当前位置:网站首页>Deep embedding and alignment of Google | protein sequences
Deep embedding and alignment of Google | protein sequences
2022-07-03 05:14:00 【Zhiyuan community】
Once trained ,DEDAL A gap and replacement scoring matrix calculated specifically for each new pair of sequences will be generated . Besides , Gaps and replacement scores are background : For each pair of positions , They depend on the complete sequence to be aligned . Then use a standard SW The algorithm uses these parameters to calculate the best arrangement . This article shows that ,DEDAL It can be effectively trained on modern hardware with accelerators . Once the training is done ,DEDAL With the standard SW comparison , The alignment quality predicted for remote homologues is improved 2-3 times , And it produces an alignment score that can detect remote homologues more accurately .
The figure above shows the data from Pfam-A Examples of sequence alignment of two protein domains of seeds .
a. Respectively from the Pfam-A Seed database ( The second line )、DEDAL forecast ( The third line ) Harmony PFASUM70 Alternative matrix prediction ( In the fourth row ) The comparison . This article shows Pfam-A Seed and DEDAL All residues in the two sequences aligned , But it didn't show PFASUM Aligned upstream and downstream misaligned residues in the sequence . The residues highlighted in green correspond to conservative residues that are correctly aligned , The residues shown in red correspond to predicted alignment and Pfam-A Differences between seed alignments .
b. come from PFASUM Substitution scores between all residue pairs of the substitution matrix .
c. from DEDAL Predicted SW Parameters .

In terms of Technology , This article explores two ways to create a distinguishable SW Align modules , Need to be in " Learn alignment " Training in the task DEDAL Parameters of , Use smoothing or perturbation techniques ; This paper finds that there is no obvious difference in performance between the two , And in the final DEDAL The disturbance based method is implemented in the model . About training DEDAL The permutation of , This paper finds that , When this article hopes DEDAL When accurate local arrangement can be predicted , Use Pfam Expand the domain instead of Pfam Domains are beneficial . Pre training in masking language modeling tasks DEDAL when , The sequences related to families outside the distribution are separated from " Protein universe " Exclude from , This leads to a slight decrease in the performance of remote homologues , Although the performance gap relative to the baseline is not obvious .
About the strategy of end-to-end joint training converter and parameter , This paper finds that this is indeed significantly better than the more classic two-step strategy , That is, first train the converter encoder in the shielded language modeling task , Then fix the converter at " Learn alignment " Training parameter device in task . This shows that , A general language model , Such as ESM, It's not enough. , At least fine tune , To achieve the best performance of alignment .
The above figure shows the application of learning embedding in downstream tasks . This paper evaluates the benefits of context sensitive embedding by simply training a model , In this model , The replacement cost is limited to depend only on the amino acids to be aligned ; It's not hard to see. , This paper observes that the performance of this model has a great decline , Achieved and " aim " The performance of the best replacement matrix in .
边栏推荐
- appium1.22. Appium inspector after X version needs to be installed separately
- Wechat applet distance and map
- XML配置文件
- Force GCC to compile 32-bit programs on 64 bit platform
- Ueditor, FCKeditor, kindeditor editor vulnerability
- [basic grammar] C language uses for loop to print Pentagram
- Redis Introduction et explication des types de données
- "250000 a year is just the price of cabbage" has become a thing of the past. The annual salary of AI posts has decreased by 8.9%, and the latest salary report has been released
- JQ style, element operation, effect, filtering method and transformation, event object
- Notes | numpy-11 Array operation
猜你喜欢

2022-02-11 daily clock in: problem fine brush

Basic knowledge of reflection (detailed explanation)
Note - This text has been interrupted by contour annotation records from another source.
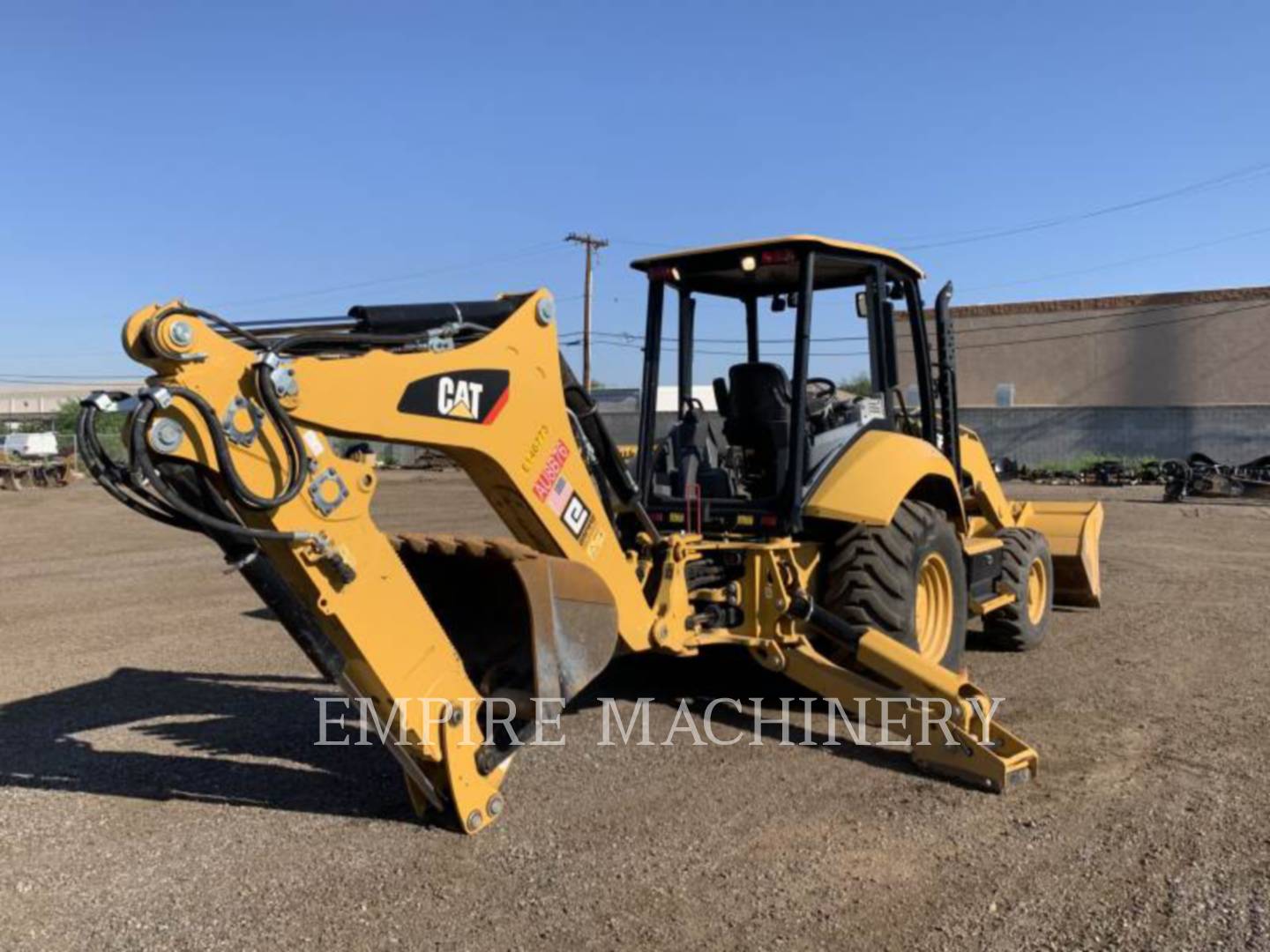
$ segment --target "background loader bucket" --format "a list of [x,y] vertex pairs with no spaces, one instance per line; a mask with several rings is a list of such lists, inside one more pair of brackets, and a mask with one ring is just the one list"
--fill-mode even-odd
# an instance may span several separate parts
[[466,536],[401,536],[398,555],[483,694],[558,698],[551,717],[612,660],[617,607],[582,562]]
[[1102,603],[1099,572],[1101,503],[1019,503],[1015,522],[1049,539],[1054,559],[1054,604],[1097,608]]

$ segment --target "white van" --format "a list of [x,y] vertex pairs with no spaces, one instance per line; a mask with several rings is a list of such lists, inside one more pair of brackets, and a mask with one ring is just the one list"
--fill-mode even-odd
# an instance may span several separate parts
[[57,456],[57,434],[48,433],[6,433],[4,452],[24,459],[38,459]]

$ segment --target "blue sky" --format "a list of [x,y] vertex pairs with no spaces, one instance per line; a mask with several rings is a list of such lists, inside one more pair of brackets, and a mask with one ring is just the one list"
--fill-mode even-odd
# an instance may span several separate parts
[[632,258],[792,231],[913,248],[963,303],[1270,283],[1270,169],[945,244],[1270,162],[1267,47],[1255,3],[3,0],[0,377],[127,372],[122,320],[171,297],[547,286],[575,330],[573,230],[612,240],[597,327],[635,334]]

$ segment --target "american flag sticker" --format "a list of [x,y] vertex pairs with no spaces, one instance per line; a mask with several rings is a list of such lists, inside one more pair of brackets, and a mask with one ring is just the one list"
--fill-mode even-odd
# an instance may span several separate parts
[[556,515],[564,512],[564,504],[569,501],[569,495],[573,493],[573,486],[569,485],[569,480],[564,476],[555,481],[551,491],[547,494],[546,504],[551,506],[551,512]]

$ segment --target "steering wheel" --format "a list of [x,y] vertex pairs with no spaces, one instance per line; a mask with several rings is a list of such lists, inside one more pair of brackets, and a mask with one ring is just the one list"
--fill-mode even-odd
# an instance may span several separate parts
[[806,378],[806,409],[813,416],[828,410],[837,395],[838,385],[828,377]]

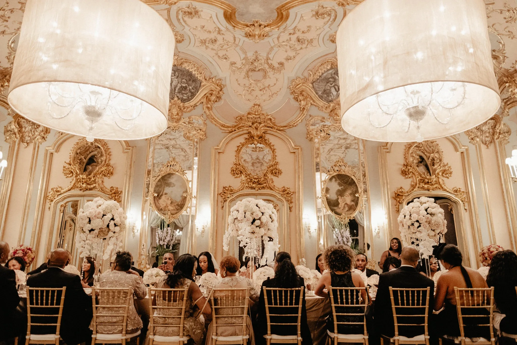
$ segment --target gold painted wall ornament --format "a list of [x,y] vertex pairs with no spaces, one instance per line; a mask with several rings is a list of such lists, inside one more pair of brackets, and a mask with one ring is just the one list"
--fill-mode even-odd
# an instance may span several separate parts
[[444,190],[454,195],[467,210],[467,193],[458,187],[449,188],[445,178],[452,175],[452,169],[444,161],[444,153],[434,140],[408,143],[404,151],[404,164],[401,175],[413,181],[409,189],[401,187],[395,191],[395,211],[399,212],[404,198],[416,191]]
[[362,184],[356,177],[360,175],[359,170],[339,158],[330,169],[322,168],[322,172],[327,174],[322,193],[325,207],[345,223],[363,207]]
[[153,179],[151,206],[168,223],[178,218],[192,198],[187,173],[174,158],[160,166]]
[[47,140],[50,134],[50,129],[28,120],[16,113],[9,108],[7,114],[12,116],[12,120],[4,127],[4,136],[6,143],[12,143],[20,140],[26,147],[32,143],[41,144]]
[[272,177],[279,176],[282,170],[278,167],[275,146],[263,132],[255,136],[251,132],[235,150],[235,161],[230,173],[241,178],[240,185],[236,188],[223,187],[219,193],[222,198],[222,208],[224,209],[225,203],[232,194],[241,190],[269,189],[280,194],[289,204],[289,211],[292,211],[294,193],[288,187],[275,185]]
[[70,161],[63,167],[63,175],[72,178],[66,188],[58,186],[51,189],[47,197],[49,208],[57,197],[69,190],[98,190],[117,202],[121,202],[122,191],[116,187],[104,185],[104,177],[113,175],[111,153],[108,143],[101,139],[90,142],[86,138],[78,141],[70,151]]

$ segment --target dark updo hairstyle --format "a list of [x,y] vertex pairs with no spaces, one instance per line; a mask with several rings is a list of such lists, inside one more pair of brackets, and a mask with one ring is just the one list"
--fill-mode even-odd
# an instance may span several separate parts
[[129,271],[131,269],[131,253],[119,250],[115,254],[114,262],[122,271]]
[[393,266],[396,268],[398,268],[401,264],[402,262],[400,259],[397,259],[395,257],[388,257],[384,260],[384,263],[383,264],[383,273],[389,272],[390,266]]
[[8,260],[7,260],[7,262],[5,263],[6,267],[9,267],[9,262],[11,260],[14,260],[15,261],[17,261],[18,263],[20,264],[20,265],[21,266],[21,267],[20,268],[20,271],[23,272],[25,270],[25,266],[26,266],[25,261],[23,260],[23,258],[22,258],[21,257],[13,257],[12,258],[11,258]]
[[325,263],[331,272],[352,271],[355,263],[355,252],[348,246],[329,246],[323,252]]
[[275,281],[276,287],[282,289],[299,288],[298,282],[301,278],[291,261],[291,255],[286,251],[280,251],[275,258],[277,267],[275,269]]
[[216,273],[216,268],[214,267],[214,262],[212,261],[212,255],[207,251],[203,251],[201,254],[197,256],[197,268],[195,269],[196,275],[198,276],[203,275],[203,270],[201,269],[201,267],[199,265],[199,258],[202,256],[206,257],[206,261],[208,264],[208,267],[207,268],[207,272],[211,272],[212,273]]
[[167,276],[167,284],[171,289],[177,289],[177,286],[184,279],[194,281],[192,272],[197,258],[191,254],[180,255],[174,263],[172,273]]

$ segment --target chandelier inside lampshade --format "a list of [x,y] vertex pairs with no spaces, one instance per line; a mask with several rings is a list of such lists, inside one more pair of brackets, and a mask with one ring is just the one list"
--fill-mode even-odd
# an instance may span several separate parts
[[436,139],[499,108],[482,1],[365,0],[336,42],[341,124],[356,137]]
[[140,0],[28,0],[8,100],[29,119],[90,141],[158,135],[175,44]]

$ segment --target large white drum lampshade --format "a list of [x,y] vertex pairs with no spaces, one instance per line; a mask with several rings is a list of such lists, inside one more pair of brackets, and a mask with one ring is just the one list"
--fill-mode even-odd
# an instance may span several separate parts
[[158,135],[174,46],[165,20],[140,0],[28,0],[9,105],[89,140]]
[[356,137],[446,137],[499,107],[483,0],[365,0],[336,43],[341,124]]

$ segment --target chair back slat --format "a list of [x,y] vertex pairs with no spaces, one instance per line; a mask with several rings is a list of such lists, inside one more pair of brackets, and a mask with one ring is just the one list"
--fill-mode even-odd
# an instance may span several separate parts
[[[465,327],[475,327],[478,329],[479,327],[488,327],[490,340],[487,342],[495,341],[493,329],[494,288],[468,289],[455,287],[454,291],[462,345],[465,345],[466,341]],[[485,320],[483,320],[483,319]]]
[[[264,301],[266,305],[267,336],[271,337],[272,325],[296,325],[296,336],[298,338],[301,338],[300,322],[305,288],[281,289],[263,287],[262,288],[264,290]],[[279,317],[282,318],[280,320],[284,320],[284,322],[272,322],[271,317],[273,317],[275,321],[279,320]],[[293,320],[295,317],[297,318],[296,322],[289,322],[286,321]]]
[[93,335],[103,333],[108,326],[117,326],[125,337],[129,306],[133,303],[131,288],[92,287]]
[[[429,338],[430,290],[429,287],[425,289],[389,287],[396,338],[399,337],[399,327],[401,326],[423,326],[424,338]],[[410,323],[404,322],[408,318],[412,318],[415,322]],[[417,320],[421,320],[422,322],[417,322]]]
[[149,289],[149,295],[153,295],[154,297],[149,300],[149,335],[154,337],[158,327],[173,327],[178,329],[177,335],[182,339],[188,288]]
[[59,338],[66,292],[66,287],[27,288],[27,337],[32,326],[55,326],[56,337]]
[[[366,299],[362,299],[361,293],[366,293]],[[366,329],[366,306],[369,303],[368,288],[334,288],[328,287],[330,296],[330,305],[334,321],[334,334],[338,334],[339,325],[363,325],[364,335],[367,336]],[[342,321],[343,319],[357,321]]]
[[212,290],[210,301],[214,325],[212,336],[221,334],[218,332],[218,327],[234,327],[242,337],[241,343],[246,341],[248,335],[247,325],[249,297],[249,288]]

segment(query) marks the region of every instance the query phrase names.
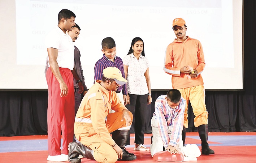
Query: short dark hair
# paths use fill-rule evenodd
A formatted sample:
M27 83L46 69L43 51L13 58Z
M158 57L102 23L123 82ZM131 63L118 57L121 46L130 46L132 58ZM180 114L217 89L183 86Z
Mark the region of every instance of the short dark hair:
M131 41L131 46L130 47L129 51L128 52L128 53L127 54L127 55L133 53L133 47L132 47L132 46L134 46L135 43L136 43L137 41L141 41L143 44L143 50L142 50L142 51L141 52L141 55L145 56L145 49L144 48L144 42L143 41L143 40L142 39L141 39L141 38L138 37L135 37L135 38L133 39Z
M77 29L78 29L79 31L81 31L81 28L80 28L80 27L79 27L79 26L77 25L77 24L76 23L75 24L75 26L72 26L72 27L77 28Z
M181 100L181 92L178 90L170 90L166 95L167 99L174 104L178 103Z
M112 82L114 81L114 79L110 79L110 78L108 78L107 77L105 77L105 76L104 76L104 74L103 74L102 76L102 81L105 82L106 81L107 81L108 80L109 80L110 81Z
M76 18L75 14L70 10L68 9L62 9L61 10L58 14L58 21L59 23L60 22L60 20L63 18L65 20L70 19L71 17Z
M110 37L104 39L101 41L102 49L105 50L116 47L116 43L113 39Z

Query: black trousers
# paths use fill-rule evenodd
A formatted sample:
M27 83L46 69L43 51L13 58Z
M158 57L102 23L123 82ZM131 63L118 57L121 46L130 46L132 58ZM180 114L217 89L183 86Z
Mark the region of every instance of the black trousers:
M134 142L138 144L144 144L145 126L146 123L146 113L148 108L148 94L134 95L128 94L130 104L125 107L133 115L133 124L130 131L135 133ZM126 145L130 144L130 134Z

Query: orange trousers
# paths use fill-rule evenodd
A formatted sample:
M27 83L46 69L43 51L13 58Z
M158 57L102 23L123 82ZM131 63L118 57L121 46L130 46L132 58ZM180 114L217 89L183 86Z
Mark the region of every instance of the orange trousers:
M128 127L126 126L125 119L121 121L122 113L116 112L109 114L106 122L106 126L108 132L110 133L121 128L122 130L130 130L133 122L133 114L130 112L129 113L132 121L128 124ZM117 160L118 155L116 151L110 145L103 141L100 135L96 134L88 136L88 134L84 133L95 132L92 123L75 122L74 131L77 139L94 150L94 157L98 162L114 163Z
M59 68L64 81L68 88L66 97L61 97L60 83L51 68L46 72L48 85L47 127L49 154L53 156L61 153L68 154L69 143L73 140L75 119L75 97L73 75L67 68ZM60 149L62 132L62 150Z
M188 88L178 89L181 96L186 100L186 107L184 112L184 126L187 128L187 110L188 100L190 101L193 108L193 112L195 117L194 118L195 127L208 124L208 112L206 111L205 104L205 95L204 86L201 85Z

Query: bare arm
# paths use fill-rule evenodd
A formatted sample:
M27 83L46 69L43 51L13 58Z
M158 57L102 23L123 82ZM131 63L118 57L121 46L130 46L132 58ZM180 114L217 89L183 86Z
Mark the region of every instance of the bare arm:
M128 72L128 66L127 65L123 65L123 71L125 72L125 79L127 80L127 73ZM127 93L127 95L126 96L126 101L125 103L126 103L126 104L130 104L130 96L129 95L128 95L128 93ZM125 106L126 105L126 104L125 105Z
M150 86L150 78L149 77L149 68L148 67L146 71L146 72L144 74L144 76L146 78L147 81L147 85L148 85L148 93L151 94L151 89ZM152 98L150 95L148 96L148 105L151 104L152 102Z
M58 64L57 59L58 56L58 49L52 48L47 49L49 57L49 64L50 64L51 69L53 75L60 83L60 95L61 97L67 96L68 92L68 86L66 84L60 72Z

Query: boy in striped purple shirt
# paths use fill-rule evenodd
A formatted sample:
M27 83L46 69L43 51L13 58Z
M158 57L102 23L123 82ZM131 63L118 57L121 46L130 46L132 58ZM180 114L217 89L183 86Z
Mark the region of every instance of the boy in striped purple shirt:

Review the configuration of vscode to develop golang

Use posture of sudo right raising vulnerability in actual combat (cve-2021-3156)

Esp32-c3 learning and testing WiFi (II. Wi Fi distribution - smart_config mode and BlueIf mode)
![[set theory] relation properties (transitivity | transitivity examples | transitivity related theorems)](/img/c2/87358af6b2b2892a6eceb751b3b60c.jpg)
[set theory] relation properties (transitivity | transitivity examples | transitivity related theorems)
![[set theory] relationship properties (common relationship properties | relationship properties examples | relationship operation properties)](/img/af/8dfa783c87363a9d75c52e7680d508.jpg)
[set theory] relationship properties (common relationship properties | relationship properties examples | relationship operation properties)

"250000 a year is just the price of cabbage" has become a thing of the past. The annual salary of AI posts has decreased by 8.9%, and the latest salary report has been released
![[set theory] relationship properties (symmetry | symmetry examples | symmetry related theorems | antisymmetry | antisymmetry examples | antisymmetry theorems)](/img/34/d195752992f8955bc2a41b4ce751db.jpg)
[set theory] relationship properties (symmetry | symmetry examples | symmetry related theorems | antisymmetry | antisymmetry examples | antisymmetry theorems)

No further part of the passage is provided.